Decades ago, I made my first biblio-pilgrimage to the iconic Shakespeare and Company bookstore in Paris. These days it’s not quite the same place now that it has an adjoining café that serves American bagels and brownies. And then there are the philistine Instagramers who mob the store and don’t even pick up a book. Still, the bookshop is imbued with the spirits of some of the 20th century’s greatest writers and artists.
Recently, Princeton University launched a project to digitize records from the bookshop and the little known lending library that Shakespeare and Company offered select patrons. This overdue project provides tantalizing glimpses of Paris during the interwar years, revealing the reading habits of literary giants including Walter Benjamin,James Joyce,Ernest Hemingway, James Joyce, Simone de Beauvoir, and Gertrude Stein.
When Sylvia Beach opened Shakespeare and Company in 1919, English-language books were expensive and hard to find in Paris. Writers and artists who had flocked to the capital of literary modernism rushed to sign up for Beach’s library service. Joshua Kotin, an associate professor of English at Princeton and the project’s director, said that Beach was a “meticulous, obsessive record keeper”, and that “we are only now developing digital tools that will allow us to understand and realise the archive’s potential”.

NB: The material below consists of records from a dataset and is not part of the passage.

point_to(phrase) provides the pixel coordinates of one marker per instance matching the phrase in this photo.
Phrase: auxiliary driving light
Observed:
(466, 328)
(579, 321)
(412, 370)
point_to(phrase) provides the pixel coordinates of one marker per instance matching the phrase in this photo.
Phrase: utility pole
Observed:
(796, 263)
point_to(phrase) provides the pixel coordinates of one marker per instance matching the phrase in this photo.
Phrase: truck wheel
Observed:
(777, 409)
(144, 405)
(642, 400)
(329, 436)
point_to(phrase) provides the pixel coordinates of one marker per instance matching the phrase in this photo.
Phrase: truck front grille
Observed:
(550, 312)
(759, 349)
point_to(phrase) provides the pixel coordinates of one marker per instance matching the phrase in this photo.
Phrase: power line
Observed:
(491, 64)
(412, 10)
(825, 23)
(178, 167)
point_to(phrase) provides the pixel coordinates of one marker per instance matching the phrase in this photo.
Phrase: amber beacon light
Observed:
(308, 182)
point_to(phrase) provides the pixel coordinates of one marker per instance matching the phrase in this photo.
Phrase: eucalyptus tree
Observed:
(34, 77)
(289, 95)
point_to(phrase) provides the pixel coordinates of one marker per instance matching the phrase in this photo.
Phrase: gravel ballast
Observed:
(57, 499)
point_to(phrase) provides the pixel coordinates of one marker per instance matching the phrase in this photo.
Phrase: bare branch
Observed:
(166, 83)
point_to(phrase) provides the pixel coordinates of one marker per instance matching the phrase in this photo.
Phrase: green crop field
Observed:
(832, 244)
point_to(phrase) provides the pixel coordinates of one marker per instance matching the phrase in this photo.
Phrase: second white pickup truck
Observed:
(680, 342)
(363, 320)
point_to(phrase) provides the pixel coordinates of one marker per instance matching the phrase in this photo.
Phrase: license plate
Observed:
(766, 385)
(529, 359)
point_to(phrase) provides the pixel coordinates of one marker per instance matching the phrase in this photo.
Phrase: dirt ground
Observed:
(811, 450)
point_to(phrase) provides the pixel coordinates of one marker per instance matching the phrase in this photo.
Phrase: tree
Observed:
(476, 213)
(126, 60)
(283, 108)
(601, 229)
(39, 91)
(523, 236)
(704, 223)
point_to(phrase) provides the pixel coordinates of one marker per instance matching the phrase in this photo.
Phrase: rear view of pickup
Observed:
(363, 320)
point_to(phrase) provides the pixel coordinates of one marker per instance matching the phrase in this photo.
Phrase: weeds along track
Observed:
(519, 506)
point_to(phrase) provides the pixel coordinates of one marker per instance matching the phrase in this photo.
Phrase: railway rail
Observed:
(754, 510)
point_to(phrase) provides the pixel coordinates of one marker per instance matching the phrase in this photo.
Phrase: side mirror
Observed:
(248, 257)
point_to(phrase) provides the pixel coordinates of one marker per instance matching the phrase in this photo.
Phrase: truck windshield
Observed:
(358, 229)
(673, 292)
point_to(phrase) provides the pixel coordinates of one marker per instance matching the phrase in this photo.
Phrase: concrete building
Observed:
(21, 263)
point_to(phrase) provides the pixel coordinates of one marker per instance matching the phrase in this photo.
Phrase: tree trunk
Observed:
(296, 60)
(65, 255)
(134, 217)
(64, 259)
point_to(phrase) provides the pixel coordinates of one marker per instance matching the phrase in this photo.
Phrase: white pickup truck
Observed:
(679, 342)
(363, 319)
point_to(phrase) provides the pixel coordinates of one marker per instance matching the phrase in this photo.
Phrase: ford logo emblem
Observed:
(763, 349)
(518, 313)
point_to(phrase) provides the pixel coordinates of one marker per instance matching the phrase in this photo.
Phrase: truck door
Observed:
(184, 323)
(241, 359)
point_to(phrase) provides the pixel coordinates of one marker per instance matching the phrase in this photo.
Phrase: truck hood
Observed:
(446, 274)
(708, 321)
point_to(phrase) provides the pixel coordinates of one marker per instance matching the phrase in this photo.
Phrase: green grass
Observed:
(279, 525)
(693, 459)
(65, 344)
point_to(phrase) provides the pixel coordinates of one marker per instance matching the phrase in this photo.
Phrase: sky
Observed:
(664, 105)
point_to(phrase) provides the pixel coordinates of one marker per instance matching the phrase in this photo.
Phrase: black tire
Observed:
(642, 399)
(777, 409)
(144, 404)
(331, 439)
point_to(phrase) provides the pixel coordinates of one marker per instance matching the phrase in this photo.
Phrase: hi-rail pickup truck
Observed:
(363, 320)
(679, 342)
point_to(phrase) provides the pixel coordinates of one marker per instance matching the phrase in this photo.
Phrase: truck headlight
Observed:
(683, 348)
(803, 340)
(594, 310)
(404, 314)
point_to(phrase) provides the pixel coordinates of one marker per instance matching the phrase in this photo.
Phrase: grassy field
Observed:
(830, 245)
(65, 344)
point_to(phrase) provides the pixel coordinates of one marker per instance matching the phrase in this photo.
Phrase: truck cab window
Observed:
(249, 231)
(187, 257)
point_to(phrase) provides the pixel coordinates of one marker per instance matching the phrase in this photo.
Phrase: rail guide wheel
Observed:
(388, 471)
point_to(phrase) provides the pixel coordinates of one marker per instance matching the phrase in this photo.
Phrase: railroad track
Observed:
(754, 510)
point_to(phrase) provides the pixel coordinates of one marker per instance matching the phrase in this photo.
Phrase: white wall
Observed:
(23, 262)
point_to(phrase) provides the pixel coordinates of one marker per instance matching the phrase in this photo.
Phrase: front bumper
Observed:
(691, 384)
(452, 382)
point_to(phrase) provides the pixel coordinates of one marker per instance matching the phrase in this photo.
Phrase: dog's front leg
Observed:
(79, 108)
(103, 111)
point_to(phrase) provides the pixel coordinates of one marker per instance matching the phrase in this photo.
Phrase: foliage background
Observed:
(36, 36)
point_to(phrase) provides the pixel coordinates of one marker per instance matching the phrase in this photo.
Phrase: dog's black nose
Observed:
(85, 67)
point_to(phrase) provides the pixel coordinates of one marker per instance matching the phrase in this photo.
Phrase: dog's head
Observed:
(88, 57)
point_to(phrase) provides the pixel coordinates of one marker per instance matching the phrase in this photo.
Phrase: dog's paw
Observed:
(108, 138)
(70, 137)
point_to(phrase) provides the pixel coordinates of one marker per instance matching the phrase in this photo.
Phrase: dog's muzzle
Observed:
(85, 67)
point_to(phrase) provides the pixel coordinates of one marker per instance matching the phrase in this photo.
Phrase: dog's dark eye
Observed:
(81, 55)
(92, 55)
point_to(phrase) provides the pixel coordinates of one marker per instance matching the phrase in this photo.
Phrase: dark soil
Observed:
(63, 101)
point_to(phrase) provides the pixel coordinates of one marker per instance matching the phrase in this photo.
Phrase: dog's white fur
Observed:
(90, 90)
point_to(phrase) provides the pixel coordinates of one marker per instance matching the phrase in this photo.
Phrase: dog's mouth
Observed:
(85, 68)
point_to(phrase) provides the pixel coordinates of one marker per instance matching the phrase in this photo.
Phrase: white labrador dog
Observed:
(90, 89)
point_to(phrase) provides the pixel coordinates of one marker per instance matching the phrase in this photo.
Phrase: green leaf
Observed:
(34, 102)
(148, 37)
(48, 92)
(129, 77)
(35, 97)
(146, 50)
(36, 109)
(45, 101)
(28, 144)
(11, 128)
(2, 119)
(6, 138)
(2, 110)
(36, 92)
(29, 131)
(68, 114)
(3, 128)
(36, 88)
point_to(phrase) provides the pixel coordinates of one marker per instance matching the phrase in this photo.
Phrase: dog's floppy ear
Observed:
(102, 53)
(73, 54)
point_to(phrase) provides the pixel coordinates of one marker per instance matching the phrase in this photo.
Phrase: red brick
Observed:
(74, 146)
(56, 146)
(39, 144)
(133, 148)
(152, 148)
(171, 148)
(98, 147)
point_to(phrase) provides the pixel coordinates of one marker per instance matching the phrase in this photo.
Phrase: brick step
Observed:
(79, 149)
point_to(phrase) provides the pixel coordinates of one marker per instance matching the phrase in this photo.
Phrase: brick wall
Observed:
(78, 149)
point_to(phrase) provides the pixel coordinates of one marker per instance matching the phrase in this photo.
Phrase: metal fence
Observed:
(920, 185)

“We want to understand genius,” Kotin said. “Does what Hemingway read help us understand what he wrote and why it is so great? It is also fascinating to connect our everyday practices – what we borrow from our local library, what’s in our Amazon cart – to the practices of people in the past. And there’s something illicit about learning about what and how people read – we’re learning about a very private, solitary activity.